The value of smartphone sales increased 8 per cent year-on-year to a new record of $96.2 billion (€84.7 billion) in the first quarter of 2015, but the rate of growth slowed considerably from 2014 due to weaker demand in some key regions.
According to German research company GfK, the 8 per cent rise in Q1 2015 compares with a 20 per cent increase in smartphone sales value recorded in the fourth quarter of 2014.
The slowdown in growth was primarily due to a decline in 3G demand in China that was not offset by the growing demand for 4G, although GfK expects to see a rise in 4G demand in China in the second half of the year.
Furthermore, the value of smartphone sales in Western Europe declined on a year-on-year basis for the first time in the first quarter of 2015, dragged down by Spain and France.
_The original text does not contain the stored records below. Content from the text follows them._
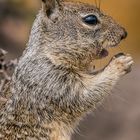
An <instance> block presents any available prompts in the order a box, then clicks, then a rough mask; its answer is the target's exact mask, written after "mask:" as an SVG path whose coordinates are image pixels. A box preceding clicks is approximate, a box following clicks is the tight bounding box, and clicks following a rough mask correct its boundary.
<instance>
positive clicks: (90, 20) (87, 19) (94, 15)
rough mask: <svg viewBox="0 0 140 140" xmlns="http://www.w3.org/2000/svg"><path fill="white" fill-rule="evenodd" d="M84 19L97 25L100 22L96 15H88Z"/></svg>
mask: <svg viewBox="0 0 140 140" xmlns="http://www.w3.org/2000/svg"><path fill="white" fill-rule="evenodd" d="M83 21H84V22H85V23H86V24H89V25H96V24H97V23H98V18H97V17H96V16H95V15H88V16H86V17H84V18H83Z"/></svg>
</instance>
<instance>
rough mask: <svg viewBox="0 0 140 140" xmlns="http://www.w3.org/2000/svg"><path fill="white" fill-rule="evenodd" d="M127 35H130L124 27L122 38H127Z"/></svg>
mask: <svg viewBox="0 0 140 140" xmlns="http://www.w3.org/2000/svg"><path fill="white" fill-rule="evenodd" d="M127 35H128V33H127V31H126V30H125V29H124V28H123V34H122V36H121V40H123V39H125V38H126V37H127Z"/></svg>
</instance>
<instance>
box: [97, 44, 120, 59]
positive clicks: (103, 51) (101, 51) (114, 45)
mask: <svg viewBox="0 0 140 140" xmlns="http://www.w3.org/2000/svg"><path fill="white" fill-rule="evenodd" d="M119 43H120V42H118V43H114V44H110V43H103V44H102V47H101V48H100V50H99V51H98V53H97V55H98V57H99V59H101V58H104V57H107V56H108V55H109V51H108V49H109V48H114V47H117V46H118V44H119Z"/></svg>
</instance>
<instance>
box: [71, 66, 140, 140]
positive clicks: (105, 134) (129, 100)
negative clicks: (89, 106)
mask: <svg viewBox="0 0 140 140" xmlns="http://www.w3.org/2000/svg"><path fill="white" fill-rule="evenodd" d="M139 107H140V65H136V66H135V67H134V68H133V71H132V72H131V74H129V75H127V76H125V77H124V78H123V79H122V80H121V81H120V82H119V84H118V85H117V86H116V87H115V89H114V91H113V93H112V95H111V96H110V97H109V98H107V99H106V101H104V104H103V105H102V106H101V107H99V108H98V109H97V110H96V111H95V112H94V113H93V114H91V115H89V116H87V117H86V118H85V119H84V120H83V121H82V122H81V123H80V126H79V127H78V130H77V134H75V135H74V136H73V140H140V109H139Z"/></svg>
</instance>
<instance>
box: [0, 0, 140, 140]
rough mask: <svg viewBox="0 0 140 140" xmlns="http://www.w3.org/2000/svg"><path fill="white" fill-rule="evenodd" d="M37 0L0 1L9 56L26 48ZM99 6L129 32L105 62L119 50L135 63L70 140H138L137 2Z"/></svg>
mask: <svg viewBox="0 0 140 140" xmlns="http://www.w3.org/2000/svg"><path fill="white" fill-rule="evenodd" d="M40 1H41V0H0V48H3V49H5V50H7V51H8V52H9V54H8V58H10V59H11V58H12V59H13V58H18V57H19V56H20V55H21V54H22V51H23V50H24V48H25V47H26V43H27V41H28V37H29V33H30V30H31V25H32V22H33V21H34V18H35V15H36V13H37V11H38V9H40V6H41V2H40ZM81 1H84V2H89V3H92V4H95V1H94V0H81ZM98 1H99V0H98ZM101 9H102V10H103V11H105V12H106V13H107V14H109V15H111V16H112V17H114V19H116V20H117V21H118V22H119V23H120V24H121V25H123V26H124V27H125V28H126V30H127V31H128V38H127V39H126V40H125V41H123V42H122V43H121V45H120V47H118V48H115V49H111V52H110V54H111V55H110V56H109V58H107V61H108V59H110V58H111V57H112V55H114V54H115V53H118V52H120V51H122V52H125V53H130V54H131V55H132V56H133V58H134V61H135V65H134V67H133V71H132V72H131V74H129V75H127V76H126V77H124V78H123V79H122V80H121V81H120V82H119V84H118V85H117V86H116V88H115V89H114V90H113V91H112V92H113V93H112V95H111V96H110V97H109V98H107V99H106V100H105V101H104V104H103V105H102V106H100V107H99V108H98V109H97V110H96V111H95V112H94V113H93V114H91V115H89V116H87V117H86V118H85V119H84V120H83V121H82V122H81V123H80V126H79V127H78V129H77V130H76V134H75V135H74V136H73V140H140V108H139V107H140V1H139V0H123V1H122V0H116V1H114V0H101ZM99 65H100V66H103V65H104V62H99Z"/></svg>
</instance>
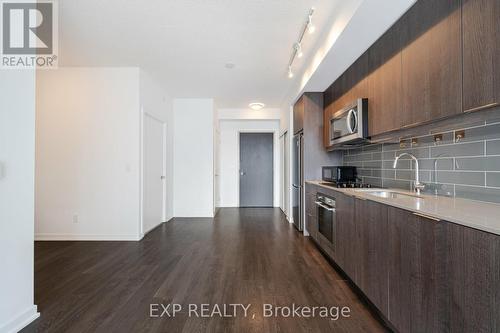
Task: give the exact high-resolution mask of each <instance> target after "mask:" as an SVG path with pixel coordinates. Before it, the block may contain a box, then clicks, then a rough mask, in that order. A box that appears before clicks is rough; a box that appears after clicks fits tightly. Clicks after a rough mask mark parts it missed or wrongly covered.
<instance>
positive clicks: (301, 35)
mask: <svg viewBox="0 0 500 333" xmlns="http://www.w3.org/2000/svg"><path fill="white" fill-rule="evenodd" d="M313 15H314V8H311V9H310V10H309V14H308V15H307V22H306V23H305V25H304V28H303V29H302V32H301V34H300V36H299V40H298V41H297V42H295V43H294V44H293V50H292V55H291V56H290V61H289V62H288V77H289V78H292V77H293V72H292V65H293V61H294V60H295V58H302V56H303V55H304V53H303V51H302V40H303V39H304V35H305V34H306V31H307V32H309V33H310V34H312V33H313V32H314V31H315V30H316V28H315V26H314V25H313V23H312V17H313Z"/></svg>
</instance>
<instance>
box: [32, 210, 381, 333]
mask: <svg viewBox="0 0 500 333" xmlns="http://www.w3.org/2000/svg"><path fill="white" fill-rule="evenodd" d="M152 303H153V304H157V303H158V304H159V303H161V304H164V305H167V304H181V305H182V306H183V310H182V312H180V313H178V314H177V315H176V317H175V318H168V317H161V318H150V304H152ZM191 303H192V304H203V303H208V304H211V305H212V306H213V305H214V304H218V305H220V306H222V305H223V304H240V303H241V304H251V308H250V310H249V316H248V317H244V316H243V311H240V312H239V315H238V316H237V317H236V318H219V317H214V318H196V317H194V316H189V315H188V313H189V312H188V304H191ZM264 303H268V304H273V305H275V306H292V304H293V303H295V304H297V305H302V306H311V307H312V306H328V307H331V306H338V307H344V306H345V307H349V308H350V310H351V313H350V317H349V318H340V319H338V320H336V321H334V320H330V319H329V318H320V317H316V318H283V317H277V318H263V311H262V304H264ZM35 304H37V305H38V309H39V311H40V312H41V317H40V318H39V319H38V320H37V321H36V322H34V323H33V324H32V325H30V326H29V327H27V328H26V329H25V330H24V332H108V333H109V332H332V331H333V332H382V331H385V330H386V329H385V328H384V327H383V326H382V325H381V324H380V323H379V321H378V320H377V319H376V318H375V317H374V316H373V315H372V314H371V313H370V312H369V310H368V309H367V307H366V306H365V305H364V303H363V302H362V301H361V300H360V299H359V298H358V297H357V296H356V294H355V293H353V292H352V290H351V289H350V287H349V284H348V283H347V282H346V281H344V280H343V279H342V278H341V276H340V275H339V274H338V273H337V272H336V271H335V270H334V269H333V268H332V267H331V266H330V265H329V263H328V262H327V261H326V259H325V258H324V257H323V256H322V255H321V254H320V252H319V251H318V250H317V249H316V247H315V246H314V245H313V244H312V243H311V241H309V240H308V239H307V238H304V237H302V236H300V235H299V233H298V232H296V231H295V230H294V229H293V227H292V226H291V225H289V224H288V222H287V221H286V220H285V218H284V216H283V214H282V213H281V212H280V210H278V209H261V208H258V209H221V210H220V211H219V213H218V215H217V217H216V218H215V219H214V220H211V219H174V220H173V221H172V222H170V223H166V224H163V225H161V226H160V227H158V228H157V229H155V230H154V231H152V232H150V233H149V234H148V235H147V236H146V237H145V238H144V239H143V240H142V241H141V242H36V244H35ZM160 312H161V311H160ZM253 314H255V316H253Z"/></svg>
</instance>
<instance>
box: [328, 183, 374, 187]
mask: <svg viewBox="0 0 500 333" xmlns="http://www.w3.org/2000/svg"><path fill="white" fill-rule="evenodd" d="M321 185H326V186H330V187H336V188H372V185H370V184H367V183H360V182H345V183H344V182H343V183H335V182H321Z"/></svg>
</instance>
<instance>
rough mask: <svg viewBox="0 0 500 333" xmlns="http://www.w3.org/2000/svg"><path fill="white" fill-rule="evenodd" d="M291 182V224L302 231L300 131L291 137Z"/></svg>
mask: <svg viewBox="0 0 500 333" xmlns="http://www.w3.org/2000/svg"><path fill="white" fill-rule="evenodd" d="M292 160H293V165H292V168H293V182H292V213H293V224H294V225H295V227H296V228H297V229H298V230H300V231H302V230H303V229H304V163H303V162H304V141H303V135H302V133H298V134H296V135H295V136H294V137H293V157H292Z"/></svg>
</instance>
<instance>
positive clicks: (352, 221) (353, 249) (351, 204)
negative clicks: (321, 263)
mask: <svg viewBox="0 0 500 333" xmlns="http://www.w3.org/2000/svg"><path fill="white" fill-rule="evenodd" d="M335 199H336V211H337V212H336V215H337V219H336V221H337V225H336V231H337V237H336V241H337V248H336V249H337V251H336V254H337V258H336V263H337V265H339V266H340V268H342V270H343V271H344V272H345V273H346V274H347V275H348V276H349V277H350V278H351V279H352V280H353V281H354V280H355V279H356V260H357V258H356V225H355V222H354V199H353V198H352V197H349V196H346V195H343V194H337V195H336V198H335Z"/></svg>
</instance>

GfK also noted that as smartphone penetration nears saturation point, both countries are expected to see a slowdown in smartphone unit growth this year compared to 2014.
The weaker demand in China as well as in developed markets in Asia also had a dampening effect on unit sales: although global smartphone sales increased by 7 per cent to reach 310 million units shipped, this again represented a considerable slowdown from last year. For example, sales increased by 19 per cent year-on-year in the final quarter of 2014. GfK also noted that year-on-year unit sales rose by 34 per cent in the first quarter of 2014.
On a global level, demand for 4G devices is nonetheless having a significant impact on smartphone sales. The research company noted that 4G is rapidly gaining market share and has surpassed 50 per cent of the global handset market for the first time. GfK forecasts a further increase to a 59 per cent share in the fourth quarter of this year, noting that growth has been buoyed by the continued price erosion of 4G smartphones.
The first quarter of 2015 also saw a continued shift towards larger screen sizes (5"+), where sales of 166 million units equated to 47 per cent of the global smartphone market, up from 32 per cent a year previously.
At the same time, low-end smartphones--those priced in the region of up to $250--increased market share to 56 per cent, up from 52 per cent in Q4 2014, at the expense of the high-end models ($500+), whilst the share of mid-range devices ($250-500) remained stable. GfK forecasts low-end smartphones will gain further share in 2015, helped by continued price erosion in emerging markets.